The direction of travel points towards more automation of these calculations rather than less. Certification bases, two tax-relief methods and a looming change to salary-sacrifice treatment all sit inside the same monthly payroll run, and each one is a place where a manual process can drift out of compliance. A payroll platform that reads the scheme basis and applies the right rate, relief method and remittance keeps the minimum contribution correct without an employer having to reinterpret the rules every April.
Frequently asked questions
What is the minimum pension contribution an employer must pay in the UK?
The minimum an employer must pay into a worker's automatic-enrolment pension is 3% of the worker's qualifying earnings [1]. The worker then pays enough to bring the total to 8%, which usually means 5% including tax relief. An employer can choose to pay more than 3%, in which case the worker's required share falls, because the 8% total is the figure that must be met [3].
Is the 8% minimum calculated on total salary or qualifying earnings?
By default it is calculated on qualifying earnings, which for the 2026-27 tax year are the earnings between £6,240 and £50,270 [2]. Earnings below the lower limit and above the upper limit are excluded.
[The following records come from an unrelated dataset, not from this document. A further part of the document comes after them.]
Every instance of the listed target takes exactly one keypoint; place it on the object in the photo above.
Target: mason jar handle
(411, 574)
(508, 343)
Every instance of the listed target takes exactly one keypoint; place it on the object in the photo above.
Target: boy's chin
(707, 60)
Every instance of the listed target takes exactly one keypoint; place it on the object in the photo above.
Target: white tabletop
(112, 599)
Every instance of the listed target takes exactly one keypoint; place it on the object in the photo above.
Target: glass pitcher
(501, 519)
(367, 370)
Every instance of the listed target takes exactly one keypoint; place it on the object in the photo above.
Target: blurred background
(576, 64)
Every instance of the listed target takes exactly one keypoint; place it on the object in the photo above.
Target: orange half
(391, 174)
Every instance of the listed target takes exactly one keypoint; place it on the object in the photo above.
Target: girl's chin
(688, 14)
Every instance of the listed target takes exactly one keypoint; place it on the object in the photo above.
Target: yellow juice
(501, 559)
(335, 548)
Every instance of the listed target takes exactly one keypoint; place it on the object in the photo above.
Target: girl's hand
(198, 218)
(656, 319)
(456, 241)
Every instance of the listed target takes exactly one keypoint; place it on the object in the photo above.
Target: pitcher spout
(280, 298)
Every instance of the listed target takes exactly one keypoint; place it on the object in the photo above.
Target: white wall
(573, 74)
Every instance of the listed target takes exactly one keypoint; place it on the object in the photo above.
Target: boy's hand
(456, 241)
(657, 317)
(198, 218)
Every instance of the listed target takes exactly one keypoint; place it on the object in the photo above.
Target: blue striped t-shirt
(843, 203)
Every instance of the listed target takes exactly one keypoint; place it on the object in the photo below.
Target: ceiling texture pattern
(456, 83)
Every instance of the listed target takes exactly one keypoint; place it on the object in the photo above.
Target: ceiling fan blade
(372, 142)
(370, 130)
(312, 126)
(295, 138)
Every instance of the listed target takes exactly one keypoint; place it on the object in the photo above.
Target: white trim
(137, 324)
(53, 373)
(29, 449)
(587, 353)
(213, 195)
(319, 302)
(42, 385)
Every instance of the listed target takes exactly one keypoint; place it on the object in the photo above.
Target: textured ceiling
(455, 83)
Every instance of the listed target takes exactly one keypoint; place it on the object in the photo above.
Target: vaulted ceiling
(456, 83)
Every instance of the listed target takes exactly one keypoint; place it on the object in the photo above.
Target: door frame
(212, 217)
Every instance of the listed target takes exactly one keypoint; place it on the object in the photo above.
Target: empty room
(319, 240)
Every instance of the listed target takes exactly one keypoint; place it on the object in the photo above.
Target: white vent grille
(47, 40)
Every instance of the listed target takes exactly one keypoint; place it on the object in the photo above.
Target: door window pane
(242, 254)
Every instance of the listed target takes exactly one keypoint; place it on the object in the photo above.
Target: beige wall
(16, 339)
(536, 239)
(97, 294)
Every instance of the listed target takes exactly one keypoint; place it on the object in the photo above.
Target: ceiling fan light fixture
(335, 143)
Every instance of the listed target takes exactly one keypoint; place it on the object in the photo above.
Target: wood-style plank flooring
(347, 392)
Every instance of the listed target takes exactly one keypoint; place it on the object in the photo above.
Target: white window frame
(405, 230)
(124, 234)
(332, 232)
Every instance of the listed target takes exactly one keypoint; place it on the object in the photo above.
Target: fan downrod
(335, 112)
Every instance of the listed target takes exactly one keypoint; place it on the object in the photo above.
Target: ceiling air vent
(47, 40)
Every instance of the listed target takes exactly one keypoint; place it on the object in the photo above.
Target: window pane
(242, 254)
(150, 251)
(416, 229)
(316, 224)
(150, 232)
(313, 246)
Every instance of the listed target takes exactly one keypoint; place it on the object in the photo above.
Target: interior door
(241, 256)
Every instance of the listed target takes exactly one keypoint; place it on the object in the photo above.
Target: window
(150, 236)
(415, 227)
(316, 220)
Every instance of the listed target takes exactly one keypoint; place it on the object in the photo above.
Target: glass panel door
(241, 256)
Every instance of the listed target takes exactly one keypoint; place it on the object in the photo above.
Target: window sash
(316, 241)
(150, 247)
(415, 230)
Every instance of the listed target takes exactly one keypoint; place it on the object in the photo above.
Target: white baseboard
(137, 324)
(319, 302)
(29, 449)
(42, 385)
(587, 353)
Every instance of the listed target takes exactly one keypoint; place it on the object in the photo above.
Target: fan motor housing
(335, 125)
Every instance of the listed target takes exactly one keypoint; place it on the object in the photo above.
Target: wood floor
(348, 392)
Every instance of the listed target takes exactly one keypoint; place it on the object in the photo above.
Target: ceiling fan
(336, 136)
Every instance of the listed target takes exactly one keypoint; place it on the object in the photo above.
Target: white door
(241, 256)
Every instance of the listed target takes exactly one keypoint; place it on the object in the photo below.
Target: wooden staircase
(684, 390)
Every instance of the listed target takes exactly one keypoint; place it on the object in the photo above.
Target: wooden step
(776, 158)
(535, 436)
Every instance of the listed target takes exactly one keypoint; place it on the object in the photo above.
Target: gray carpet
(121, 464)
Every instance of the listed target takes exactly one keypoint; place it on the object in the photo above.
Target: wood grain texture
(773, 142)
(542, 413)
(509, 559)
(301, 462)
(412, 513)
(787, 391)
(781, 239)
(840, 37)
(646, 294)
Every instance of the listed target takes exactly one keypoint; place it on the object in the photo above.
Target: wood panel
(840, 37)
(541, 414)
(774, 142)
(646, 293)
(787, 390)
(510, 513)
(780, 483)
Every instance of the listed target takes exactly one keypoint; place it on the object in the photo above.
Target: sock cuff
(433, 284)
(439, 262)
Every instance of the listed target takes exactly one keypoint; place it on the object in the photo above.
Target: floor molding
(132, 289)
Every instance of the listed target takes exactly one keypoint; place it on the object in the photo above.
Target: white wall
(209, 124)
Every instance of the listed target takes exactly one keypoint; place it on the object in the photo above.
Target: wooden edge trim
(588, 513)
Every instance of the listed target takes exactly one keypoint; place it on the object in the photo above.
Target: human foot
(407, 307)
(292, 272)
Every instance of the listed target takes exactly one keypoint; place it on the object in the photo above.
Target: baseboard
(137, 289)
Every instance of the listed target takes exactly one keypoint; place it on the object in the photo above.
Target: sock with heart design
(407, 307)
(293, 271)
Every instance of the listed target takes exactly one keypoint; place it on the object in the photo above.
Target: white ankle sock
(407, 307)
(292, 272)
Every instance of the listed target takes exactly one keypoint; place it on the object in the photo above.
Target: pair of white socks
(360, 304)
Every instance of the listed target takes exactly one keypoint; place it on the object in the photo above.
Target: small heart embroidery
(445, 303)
An employer can instead certify the scheme on a basic-pay or total-pay basis, but the contribution must then meet the equivalent minimum under one of the three certification sets [5].
Why is less than 5% deducted from my pay for a 5% pension contribution?
Under a relief-at-source scheme, the employer deducts only 80% of the worker's contribution from net pay, and the pension provider claims the remaining 20% basic-rate tax relief from HMRC and adds it to the pot [7]. So a 5% gross contribution costs the worker 4% of qualifying earnings out of net pay [10]. Under a net pay arrangement the full amount comes out of gross pay instead, with relief given through the payroll calculation.
Can an employer and worker agree to pay less than the minimum?
No. The 8% total is a statutory floor for eligible jobholders, and the employer must always pay at least its 3% share [1]. A worker who does not want to contribute can opt out of the scheme entirely within the opt-out window, but there is no route to staying enrolled while paying below the minimum [4]. If a worker reduces contributions below the minimum, the employer must re-enrol them at the next cyclical re-enrolment.